Hunting for hidden treasure
Children enjoy looking for items that are hidden. It’s here that treasure hunting comes into play. All you have to do is conceal the treasure, which may be chocolate, a package, or some other household item. Start the game by writing some intriguing clues and hiding them. The game’s goal is for your child to locate the treasure. To do so, he or she must first locate and solve each clue. The longer the game lasts, the more hints there are.
Give them a major task to complete: Give your child a mission to complete and consider it a big deal. Tell them that they need to draw an image for Daddy/ Mom or build a block house for Grandmother. If they believe the job is significant, they will not object to working on it alone.
Allow your child to interact with the children in the neighborhood: Make an agreement with another parent in the community. Send your child over to play with their child when you need a break. To be fair, you’ll have to allow them to bring their child over on occasion. When two children play together, they are kept occupied. Also encourage them to play outside, if you’re concerned about their welfare, simply keep an eye on them. They’re going to be perfect.
Listen to an audiobook: Pick up audio copies of your child’s favorite books if he or she is too young to read independently. Allow them to sit and turn the pages while a cheerful voice reads to them. If you can’t find a recording, make your own with your phone.
Before they can read, children can learn to appreciate the art of storytelling through audiobooks. Children who are able to read will broaden their horizons. A fun read can be enjoyed even by those who are not interested in reading. They should also do an individual reading while you are there to help, but if a child struggles with reading, then independent reading should not be done when you are working.
Camp out with your kids: For a game of camp, set up a tent or fort for your children and fill it with various things. Allow your kids to curl up with pillows and blankets, feed them nutritious treats, switch off the lights, and hand them flashlights to create shadow animals.
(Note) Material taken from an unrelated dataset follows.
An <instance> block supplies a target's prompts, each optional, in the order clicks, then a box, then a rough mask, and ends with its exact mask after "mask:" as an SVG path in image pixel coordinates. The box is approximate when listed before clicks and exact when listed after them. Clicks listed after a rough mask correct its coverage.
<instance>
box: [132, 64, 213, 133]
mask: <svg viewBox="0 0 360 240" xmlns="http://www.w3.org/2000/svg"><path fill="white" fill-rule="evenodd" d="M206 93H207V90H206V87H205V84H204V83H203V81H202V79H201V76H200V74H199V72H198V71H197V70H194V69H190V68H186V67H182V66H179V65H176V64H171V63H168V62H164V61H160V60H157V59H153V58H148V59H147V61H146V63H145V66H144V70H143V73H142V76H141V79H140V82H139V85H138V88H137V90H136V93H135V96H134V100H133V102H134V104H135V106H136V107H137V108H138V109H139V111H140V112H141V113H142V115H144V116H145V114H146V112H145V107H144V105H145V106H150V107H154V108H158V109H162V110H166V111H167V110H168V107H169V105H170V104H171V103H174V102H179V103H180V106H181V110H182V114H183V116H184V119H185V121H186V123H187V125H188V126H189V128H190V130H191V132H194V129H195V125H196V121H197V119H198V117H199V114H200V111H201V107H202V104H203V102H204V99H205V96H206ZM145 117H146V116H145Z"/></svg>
Add some stuffed animals for company, goggles to keep an eye on the bears, and animal picture books to keep the kids entertained.
Give them locks and bolts to play with: Allow your child to play with a lock and a key, or a nut and bolt. Young children, in particular, would be fascinated by the act of opening something, while also sharpening their cognitive abilities. Give them a disorganized bag and ask them to find out which lock corresponds to which key.
Playing educational games: If your children have access to a computer or tablet during working hours, educational computer games provide both learning and entertainment. These games keep kids thinking, which prevents boredom.
Consider putting a time limit on video games, including educational ones, ahead of time, since children will find it difficult to disconnect from their devices. And to be frank, it’s simple as a parent to allow this short break for you to last longer than it should.
You can easily engage children indoors and acquire all of the necessary skills using these tried-and-true methods. You also get to spend more quality time with your child and strengthen your bond. Last but not the least, always make yourself available to your kids at all times. Even if you are preoccupied with your work, put it aside and spend time with your children.